Reviewed by GREG KING

Director: David S F Wilson

Stars: Vin Diesel, Guy Pearce, Eiza Gonzalez, Sam Heughan Alex Hernandez, Toby Kebbell, Lamorne Morris, Talulah Riley, Siddharth Dhananjay.

Vin Diesel and Eiza González in Bloodshot (2020)

Vin Diesel plays Ray Garrison, a former Marine who is reconstructed after being killed following a rescue mission in Kenya. He is given enhanced superpowers and made virtually invincible by mad scientist Emil Harting (Guy Pearce). Harting works for Rising Spirit Technologies, a company which treats wounded soldiers and enhances them with prosthetic limbs and state of the art nanotechnology. Ray’s blood has been replaced by nanites, which make him almost indestructible as he is able to reconstitute himself after being wounded. He becomes an unstoppable killing machine able to heal himself immediately.

He has little memory of what happened to him when he initially wakes up. But soon his memory returns and he sets out on a mission of vengeance to kill Martin Axe (Toby Kebbell) the man who murdered his wife Gina (Talulah Riley) and then Ray. But it turns out Ray is being manipulated by Harting, who is following his own murderous agenda.

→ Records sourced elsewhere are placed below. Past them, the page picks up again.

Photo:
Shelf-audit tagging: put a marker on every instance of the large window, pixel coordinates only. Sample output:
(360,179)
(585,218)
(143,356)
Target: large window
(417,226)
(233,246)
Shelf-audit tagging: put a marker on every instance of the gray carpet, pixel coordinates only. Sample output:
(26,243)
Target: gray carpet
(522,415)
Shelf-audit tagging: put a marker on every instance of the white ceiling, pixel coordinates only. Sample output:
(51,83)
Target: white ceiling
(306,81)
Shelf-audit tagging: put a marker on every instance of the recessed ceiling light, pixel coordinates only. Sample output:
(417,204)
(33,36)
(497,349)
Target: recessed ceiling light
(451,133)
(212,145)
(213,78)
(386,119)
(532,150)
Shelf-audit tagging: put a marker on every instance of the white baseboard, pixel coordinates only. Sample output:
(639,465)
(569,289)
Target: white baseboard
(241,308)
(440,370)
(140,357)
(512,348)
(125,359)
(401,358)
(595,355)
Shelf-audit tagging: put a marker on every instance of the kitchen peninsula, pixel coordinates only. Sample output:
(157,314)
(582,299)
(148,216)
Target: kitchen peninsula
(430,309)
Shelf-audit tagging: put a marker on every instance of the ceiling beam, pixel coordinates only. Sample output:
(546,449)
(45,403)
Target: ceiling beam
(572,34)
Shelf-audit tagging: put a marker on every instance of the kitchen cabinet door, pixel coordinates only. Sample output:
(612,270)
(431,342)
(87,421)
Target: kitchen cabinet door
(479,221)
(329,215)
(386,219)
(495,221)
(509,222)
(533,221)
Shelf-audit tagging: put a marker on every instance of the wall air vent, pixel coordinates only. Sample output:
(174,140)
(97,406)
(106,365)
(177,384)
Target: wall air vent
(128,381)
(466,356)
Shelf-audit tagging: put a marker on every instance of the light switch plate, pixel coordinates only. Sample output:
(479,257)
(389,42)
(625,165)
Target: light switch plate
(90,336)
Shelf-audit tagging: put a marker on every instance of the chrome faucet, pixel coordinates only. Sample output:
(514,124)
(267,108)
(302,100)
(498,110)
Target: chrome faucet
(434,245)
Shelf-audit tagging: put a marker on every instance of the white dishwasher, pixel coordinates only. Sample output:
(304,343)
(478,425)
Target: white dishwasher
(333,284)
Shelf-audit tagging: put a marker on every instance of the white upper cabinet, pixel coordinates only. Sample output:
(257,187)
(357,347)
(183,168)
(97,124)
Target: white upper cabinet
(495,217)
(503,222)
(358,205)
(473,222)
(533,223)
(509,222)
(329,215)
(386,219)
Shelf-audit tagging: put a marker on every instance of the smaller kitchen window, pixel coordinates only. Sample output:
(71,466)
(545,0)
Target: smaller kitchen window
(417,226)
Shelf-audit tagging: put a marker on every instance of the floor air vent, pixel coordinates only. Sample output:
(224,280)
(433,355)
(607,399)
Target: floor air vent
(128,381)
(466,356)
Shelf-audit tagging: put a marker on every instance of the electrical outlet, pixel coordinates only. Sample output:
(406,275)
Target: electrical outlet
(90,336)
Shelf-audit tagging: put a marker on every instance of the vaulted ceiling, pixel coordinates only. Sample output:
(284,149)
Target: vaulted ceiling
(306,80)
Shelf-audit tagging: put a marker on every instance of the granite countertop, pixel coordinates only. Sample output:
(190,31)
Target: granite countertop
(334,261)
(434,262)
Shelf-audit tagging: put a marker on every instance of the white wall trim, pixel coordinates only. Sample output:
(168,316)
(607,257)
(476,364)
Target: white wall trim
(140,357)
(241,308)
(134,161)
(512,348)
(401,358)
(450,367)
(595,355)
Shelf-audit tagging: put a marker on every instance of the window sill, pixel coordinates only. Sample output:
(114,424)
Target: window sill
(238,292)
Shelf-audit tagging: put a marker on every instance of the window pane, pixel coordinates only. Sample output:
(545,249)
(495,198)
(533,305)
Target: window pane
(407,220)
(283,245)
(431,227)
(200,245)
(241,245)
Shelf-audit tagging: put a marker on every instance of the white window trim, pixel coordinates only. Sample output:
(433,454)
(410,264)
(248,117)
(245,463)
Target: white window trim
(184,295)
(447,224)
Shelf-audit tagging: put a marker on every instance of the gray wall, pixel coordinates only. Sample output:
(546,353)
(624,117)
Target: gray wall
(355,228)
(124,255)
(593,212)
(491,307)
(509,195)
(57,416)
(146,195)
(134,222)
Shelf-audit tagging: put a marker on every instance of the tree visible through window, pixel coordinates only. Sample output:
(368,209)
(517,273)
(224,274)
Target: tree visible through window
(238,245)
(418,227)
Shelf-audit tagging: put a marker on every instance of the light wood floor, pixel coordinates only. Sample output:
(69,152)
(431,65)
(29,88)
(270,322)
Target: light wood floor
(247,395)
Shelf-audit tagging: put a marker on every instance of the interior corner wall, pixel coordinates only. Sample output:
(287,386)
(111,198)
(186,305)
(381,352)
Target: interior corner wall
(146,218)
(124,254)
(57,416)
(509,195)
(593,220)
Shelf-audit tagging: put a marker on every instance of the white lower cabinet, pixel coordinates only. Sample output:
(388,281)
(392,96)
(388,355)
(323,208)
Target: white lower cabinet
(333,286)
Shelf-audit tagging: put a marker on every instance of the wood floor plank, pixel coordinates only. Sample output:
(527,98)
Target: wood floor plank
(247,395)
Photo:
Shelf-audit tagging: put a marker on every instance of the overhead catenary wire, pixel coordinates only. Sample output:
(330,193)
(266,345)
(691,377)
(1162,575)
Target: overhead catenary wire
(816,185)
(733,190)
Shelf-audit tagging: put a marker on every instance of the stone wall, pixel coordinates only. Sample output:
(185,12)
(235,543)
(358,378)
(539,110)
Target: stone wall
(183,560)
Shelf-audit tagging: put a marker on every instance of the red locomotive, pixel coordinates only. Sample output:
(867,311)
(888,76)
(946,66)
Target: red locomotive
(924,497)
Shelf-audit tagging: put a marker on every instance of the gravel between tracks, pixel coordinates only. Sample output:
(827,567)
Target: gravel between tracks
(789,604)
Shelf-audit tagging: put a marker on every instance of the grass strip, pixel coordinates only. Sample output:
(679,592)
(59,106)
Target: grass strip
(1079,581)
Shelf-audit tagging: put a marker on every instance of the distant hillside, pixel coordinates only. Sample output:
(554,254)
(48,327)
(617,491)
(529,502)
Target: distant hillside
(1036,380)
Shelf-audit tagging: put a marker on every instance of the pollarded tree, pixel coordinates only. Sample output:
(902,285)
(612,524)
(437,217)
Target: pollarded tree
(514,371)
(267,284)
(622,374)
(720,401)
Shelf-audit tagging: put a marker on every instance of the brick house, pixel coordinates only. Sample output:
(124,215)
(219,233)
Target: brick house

Ray keeps repeating a cycle of resurrection and vengeance until he learns the truth and is able to break away from Harting’s control. Which then sets him up against a couple of other enhanced former soldiers, including Navy SEAL Jimmy Dalton (Outlander’s Sam Heughan), who has bionic legs and Tibbs (Alex Hernandez), a blind former sniper. He finds help from former swimming champion KT (Eiza Gonzalez, from Baby Driver) who has been given enhanced breathing capabilities by Harting.

Bloodshot is an origin story for the character created by Kevin Van Hook, Bob Layton and Don Perlun, and published by Valiant Comics. This generic superhero adaptation is based on the graphic comic book about a cybernetic super soldier and remains reasonably faithful to the source material in tone. The comic books have sold over 7 million copies and is the most popular character in the Valiant Comics universe. The script has been written by Jeff Wadlow (the recent Fantasy Island, etc) and Eric Heisserer (Bird Box, Lights Out, etc) and it follows the genre tropes of many other films about enhanced warriors such as Universal Soldier, Robocop and the like, with a touch of Edge Of Tomorrow and Source Code thrown in for good measure. But it adds little that is fresh, and some of the dialogue is clunky and cliched. It also has a high body count.

The film has been directed by David S F Wilson, who hails from a background in visual effects and video games, making his directorial debut here. While this stands him in good stead for this special-effects heavy action movie, his lack of experience is obvious with some pacing problems and his clumsy handling of some of the key action sequences. Some of the choreography of the fight sequences is inept, and the choppy editing from Jim May (Cowboys & Aliens, etc) renders them muddled. 

The testosterone fuelled action has been unimaginatively shot by cinematographer Jacques Jouffret, who previously shot the kinetic action thriller Mile 22. A key sequence involving Bloodshot killing his nemesis Martin Axe is gloomily lit and murky.

Bloodshot is intended to kickstart another potential superhero franchise, and another franchise for Fast & Furious star Diesel. The film is a perfect vehicle for the muscular action star here and makes good use of Diesel’s imposing physical presence and brawn, but his performance is basically a one-note repetition of many of the other one-dimensional screen characters he has played. While he acquits himself well in the action sequences, he mumbles or growls his dialogue, and brings little real emotion or depth to his performance.

Pearce, who replaced Michael Sheen, tries to bring some depth and emotion to his performance as the scientist with a God-complex, but his character is pretty much a walking cliche. Lamorne Morris (from New Girl, etc) brings some much-needed humour to proceedings as IT nerd and genius programmer Wilfred Wiggans who becomes Ray’s ally in defeating Harting.

The film is driven by an interesting premise, but this lacklustre, derivative and cliched film is unlikely to produce a sequel. Bloodshot is not terrible, but it is mainly one for fans of the comic book.